John Entsminger at the Colorado River Water Users Association Annual Conference December 15, 2021.

Click the link to read the article on The Las Vegas Review Journal website (Colton Lochhead). Here’s an excerpt:

Southern Nevada’s water boss is calling on other Colorado River basin states to “do the math and face reality” as they work toward finding a way to stabilize the dwindling river that supplies water to 40 million people in the Southwest. Speaking during a panel at the annual Colorado River Water Users Association in Las Vegas on Thursday, Southern Nevada Water Authority General Manager John Entsminger said California and Arizona are going to have to shoulder the brunt of the unprecedented cuts the federal government says are needed next year in order to keep the Lake Mead and Lake Powell from crashing to points that would put hydropower and water delivery operations at risk — a possibility that is far closer than previously thought….
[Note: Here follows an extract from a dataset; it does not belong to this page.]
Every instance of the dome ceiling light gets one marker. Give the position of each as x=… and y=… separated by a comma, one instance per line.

Since 2000, California and Arizona have accounted for nearly 70 percent of the overall water consumed annually along the Colorado River, with the majority of that water going toward agriculture irrigation.

“I’m a big believer in the law, I’m a big believer in food security. But I’m an even bigger believer in math,” Entsminger said. “When you’re cutting 4 million acre feet out of 12, and three-quarters of the use are downstream of Hoover Dam, that’s where the cuts are going to come.”

Without any plan from the states in place, the federal government has started to move forward with a plan to augment prior drought contingency plans, and one of the options it is exploring is unilaterally mandating cuts to states’ water uses in order to protect critical water elevations at the Colorado River’s two major reservoirs. Forecasting from the Bureau of Reclamation that assumes continued dry conditions across the basin show that Lake Powell could fall far enough to jeopardize hydropower production by as early as next summer, while Lake Mead could hit that same point by spring of 2025. A recent analysis by the Southern Nevada Water Authority showed that roughly 1.5 million acre feet is lost along the Colorado River system each year to evaporation and in transit as water flows downstream, losses that at this point are mostly unaccounted for in the allocation of water rights among among the seven states and Mexico that pull from the river.

Tom Buschatzke, director of the Arizona Department of Water Resources, said that water lost to evaporation and other system losses do need to be accounted for moving forward, but said the “single biggest” roadblock to stabilizing the river is the priority system itself, where the oldest water rights are first in line.